O halde, mahkemece yapılacak iş; davalı kocaya bozdurulan altınların kadının isteği ve onayı ile bozdurulduğunun yemin dahil her türlü delil ile ispatına imkan verilerek sonucu dairesinde hüküm kurulması gerekirken, yanılgılı değerlendirme sonucunda davacının ziynet alacağına ilişkin talebin tümden reddi doğru görülmemiş, bozmayı gerektirmiştir…”


İspat Yükü Kimde?


Önemli hususlardan biri de ispat yüküdür. Davayı açan taraf ya da ziynet eşyalarını talep eden taraf HMK gereği ziynet eşyalarının kendisinde olmadığını mahkemede ispat etmek zorundadır.

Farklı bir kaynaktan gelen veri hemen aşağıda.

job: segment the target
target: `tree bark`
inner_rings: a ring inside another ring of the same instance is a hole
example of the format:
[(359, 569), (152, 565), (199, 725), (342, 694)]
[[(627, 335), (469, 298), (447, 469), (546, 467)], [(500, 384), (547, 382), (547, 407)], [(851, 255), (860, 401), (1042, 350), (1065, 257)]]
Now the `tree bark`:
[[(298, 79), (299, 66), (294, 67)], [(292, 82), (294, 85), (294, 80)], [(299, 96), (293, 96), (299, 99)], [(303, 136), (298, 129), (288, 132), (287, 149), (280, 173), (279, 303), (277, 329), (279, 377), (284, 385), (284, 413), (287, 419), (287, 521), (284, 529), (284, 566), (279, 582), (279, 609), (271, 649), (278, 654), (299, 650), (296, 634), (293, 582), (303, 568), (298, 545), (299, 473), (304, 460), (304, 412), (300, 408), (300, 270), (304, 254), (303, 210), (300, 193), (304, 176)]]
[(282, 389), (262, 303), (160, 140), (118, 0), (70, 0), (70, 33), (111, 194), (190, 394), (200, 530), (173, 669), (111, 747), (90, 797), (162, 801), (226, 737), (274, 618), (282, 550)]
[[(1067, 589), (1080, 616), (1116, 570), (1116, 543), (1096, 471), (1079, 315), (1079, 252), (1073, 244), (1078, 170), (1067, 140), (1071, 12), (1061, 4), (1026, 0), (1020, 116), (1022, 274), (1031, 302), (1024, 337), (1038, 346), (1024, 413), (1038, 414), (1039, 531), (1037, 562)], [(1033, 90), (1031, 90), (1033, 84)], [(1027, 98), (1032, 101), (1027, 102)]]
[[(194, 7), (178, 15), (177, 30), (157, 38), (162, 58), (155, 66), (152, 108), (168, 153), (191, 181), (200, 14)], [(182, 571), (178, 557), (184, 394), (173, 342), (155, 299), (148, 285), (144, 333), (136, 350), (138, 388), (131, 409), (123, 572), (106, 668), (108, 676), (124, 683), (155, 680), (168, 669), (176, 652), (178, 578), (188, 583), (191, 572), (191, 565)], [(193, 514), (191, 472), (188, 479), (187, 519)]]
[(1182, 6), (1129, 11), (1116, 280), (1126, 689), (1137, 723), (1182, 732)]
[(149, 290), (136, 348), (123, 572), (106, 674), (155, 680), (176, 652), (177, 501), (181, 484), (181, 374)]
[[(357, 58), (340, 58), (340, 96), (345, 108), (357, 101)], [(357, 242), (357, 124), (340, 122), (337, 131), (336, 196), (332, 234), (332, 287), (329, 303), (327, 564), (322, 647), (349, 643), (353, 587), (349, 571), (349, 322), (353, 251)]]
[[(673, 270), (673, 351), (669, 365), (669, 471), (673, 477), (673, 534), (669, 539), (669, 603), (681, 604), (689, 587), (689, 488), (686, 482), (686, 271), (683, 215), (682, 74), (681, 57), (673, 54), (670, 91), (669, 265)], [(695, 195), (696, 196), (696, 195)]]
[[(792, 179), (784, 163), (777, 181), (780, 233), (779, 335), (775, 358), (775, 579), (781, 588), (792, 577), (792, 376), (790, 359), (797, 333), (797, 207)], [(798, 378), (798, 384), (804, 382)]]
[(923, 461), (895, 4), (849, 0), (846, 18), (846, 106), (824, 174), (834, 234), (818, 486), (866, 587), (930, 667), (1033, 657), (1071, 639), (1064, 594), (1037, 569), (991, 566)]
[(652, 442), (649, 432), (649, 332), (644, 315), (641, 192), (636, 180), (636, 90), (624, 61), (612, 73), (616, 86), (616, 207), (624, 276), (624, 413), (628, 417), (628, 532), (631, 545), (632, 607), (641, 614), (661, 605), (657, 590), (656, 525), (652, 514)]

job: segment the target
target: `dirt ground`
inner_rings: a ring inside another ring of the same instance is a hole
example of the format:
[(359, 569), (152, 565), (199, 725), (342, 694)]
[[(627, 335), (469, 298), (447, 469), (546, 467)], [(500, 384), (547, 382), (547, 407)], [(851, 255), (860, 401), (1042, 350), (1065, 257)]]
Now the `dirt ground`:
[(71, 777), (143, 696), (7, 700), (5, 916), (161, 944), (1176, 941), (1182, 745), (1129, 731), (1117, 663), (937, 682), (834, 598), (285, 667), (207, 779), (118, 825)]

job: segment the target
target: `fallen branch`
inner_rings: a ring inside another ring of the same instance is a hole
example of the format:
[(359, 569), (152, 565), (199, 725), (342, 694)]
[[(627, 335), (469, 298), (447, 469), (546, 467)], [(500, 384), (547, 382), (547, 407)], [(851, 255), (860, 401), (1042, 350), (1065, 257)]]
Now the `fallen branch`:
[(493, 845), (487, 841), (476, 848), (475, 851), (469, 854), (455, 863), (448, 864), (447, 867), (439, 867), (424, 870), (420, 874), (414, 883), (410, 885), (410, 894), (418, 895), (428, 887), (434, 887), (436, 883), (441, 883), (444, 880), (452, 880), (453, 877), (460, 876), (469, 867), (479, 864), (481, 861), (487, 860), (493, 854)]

Düğünde takılan takıların değerini, miktarını hesaplayabilmek adına ise açılan davaya delil olarak düğünde çekilen fotoğraflar ve kamera kayıtları sunulabilir. Böylece mahkemenin ziynet eşyaları konusunda hesap yapacak bilirkişinin incelemesi sonucu miktar bilgileri net olarak ortaya çıkacaktır. Ayrıca düğüne katılan kişilerden tanıklık yapmasını talep edebilir, yemin deliline başvurabilirsiniz.


‘Düğünde Takılan Altınların Elinden Alındığına İlişkin Tanık Beyanları geçerlidir.’


Yargıtay 3.HD. 2017/9471E. 2018/12221K; Davacı kadın ziynet eşyalarının iadesi talebi ile dava açmıştır. Mahkeme yapılan yargılama sonucu kadının taleplerini reddetmiştir ve davacı kadın temyiz yoluna başvurmuştur.


Özetle; ziynet alacağına ilişkin davalarda tanık beyanlarının gerçeğe aykırı olmadığı hususlarda tanık beyanlarına dayanarak altınların miktarı, cinsi, değeri belirtilebilir. Bu beyanların hükme esas alınması gerekir. Aksi yöndeki kararların bozulması gerekmektedir.”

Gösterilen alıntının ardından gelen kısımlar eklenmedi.